Another misconception people have surrounding horticultural LED fixtures is that the inverse square law for LED differs from other light sources such as HPS. However, all EM (electromagnetic) radiation from a point source falls off in intensity with the square of the distance. LEDs can’t magically change this fundamental law of physics. Therefore, the inverse square law applies equally to HPS and LED. `


An Example of the Inverse Square Law and LEDs in Action


One problem growers face with the inverse square law is that no matter how cool LED lights run on the crop canopy, the law of ‘cross illumination’ comes into play.


Horticultural lighting engineers apply a practice known as “cross illumination” to achieve uniform lighting in a room. When looking at grow light spacing in relation to cross illumination, it’s evident that the practice can be reduced to geometry. By applying proper spacing between lights, as well as precise controls with vertical spacing above the canopy, light rays from one fixture mix with light rays from adjacent sources. In the end, these geometric light interplays mix to create uniform coverage for the whole garden canopy. If lights are hung too close to the canopy this may help to reduce light loss (i.e. PFD to PPFD), however, you will also get uneven lighting with some areas receiving high levels of light while other areas are shaded or inadequately lit.

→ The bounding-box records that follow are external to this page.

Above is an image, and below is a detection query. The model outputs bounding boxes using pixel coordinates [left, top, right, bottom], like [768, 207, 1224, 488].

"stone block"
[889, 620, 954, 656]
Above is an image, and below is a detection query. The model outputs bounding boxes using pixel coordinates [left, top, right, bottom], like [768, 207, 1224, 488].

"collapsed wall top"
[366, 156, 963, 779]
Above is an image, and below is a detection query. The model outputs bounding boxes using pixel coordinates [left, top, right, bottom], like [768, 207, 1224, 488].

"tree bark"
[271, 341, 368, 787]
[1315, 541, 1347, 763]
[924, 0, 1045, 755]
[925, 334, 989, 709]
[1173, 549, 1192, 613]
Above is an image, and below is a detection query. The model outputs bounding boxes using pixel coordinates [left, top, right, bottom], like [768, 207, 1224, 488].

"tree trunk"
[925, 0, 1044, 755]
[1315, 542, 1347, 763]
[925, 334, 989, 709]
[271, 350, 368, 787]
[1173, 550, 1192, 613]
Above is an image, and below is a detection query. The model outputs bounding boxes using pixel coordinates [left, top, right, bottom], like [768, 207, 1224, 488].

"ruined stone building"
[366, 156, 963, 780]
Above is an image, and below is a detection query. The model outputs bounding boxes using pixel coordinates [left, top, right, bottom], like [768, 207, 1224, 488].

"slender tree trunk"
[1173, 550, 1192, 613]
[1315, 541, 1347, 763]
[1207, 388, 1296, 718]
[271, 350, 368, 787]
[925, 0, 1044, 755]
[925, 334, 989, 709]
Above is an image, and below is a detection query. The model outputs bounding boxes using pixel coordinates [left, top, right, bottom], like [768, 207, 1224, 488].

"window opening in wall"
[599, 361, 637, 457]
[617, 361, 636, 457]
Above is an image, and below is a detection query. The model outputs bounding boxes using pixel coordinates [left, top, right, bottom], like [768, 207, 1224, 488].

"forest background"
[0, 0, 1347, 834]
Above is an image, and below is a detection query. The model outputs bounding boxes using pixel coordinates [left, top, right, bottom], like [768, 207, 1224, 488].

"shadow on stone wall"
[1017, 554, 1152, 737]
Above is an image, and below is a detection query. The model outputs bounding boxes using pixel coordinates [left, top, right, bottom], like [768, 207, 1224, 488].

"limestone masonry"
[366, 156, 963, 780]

As a real-world example of the inverse square law and cross illumination in action, when looking at the GE Arize Element 601-watt LED Luminaire –  a GE equivalent to a 1000-watt DE HPS –   this luminaire has a minimum hanging height of 3.5 feet to ensure cross illumination. The Arize Element 601-watt has a PFD of 1820; however, at 3.5 feet above the canopy the GE Arize Element provides a PPFD of 950 µmol m-2s-1. This means that by hanging the luminaire 3.5 feet above the canopy the PPFD is 48.3% less than the PFD.


LED Interlighting


When overhead lights are used for plant growth, inefficiency occurs due to inability to accurately target light. Light falls between young plants, but as they grow shading occurs, requiring more light to achieve optimal productivity.


One challenge associated with overhead lighting systems is that light intensity decreases with depth within the plant canopy as the inverse square law comes into play and leaves absorb the light. In HPS and overhead LED lighting systems, the top of the canopy is often light saturated, yet the canopy as a whole is light limited. Providing additional light to the lower canopy increases the proportion of light used for photosynthesis without exceeding the point of photosynthetic light saturation.[8] Unlike HPS lamps, LEDs emit little heat and can be placed close to the crop without burning leaves, meaning they are a practical interlighting system in commercial settings. Hawley (2018) demonstrated that supplemental interlighting can increase cannabis bud yield and modify cannabinoid and terpene profiles. The increase in flower yield is assumed to be related to increased photosynthetic photon flux densities (PPFD) compared to production with overhead lighting alone.[9]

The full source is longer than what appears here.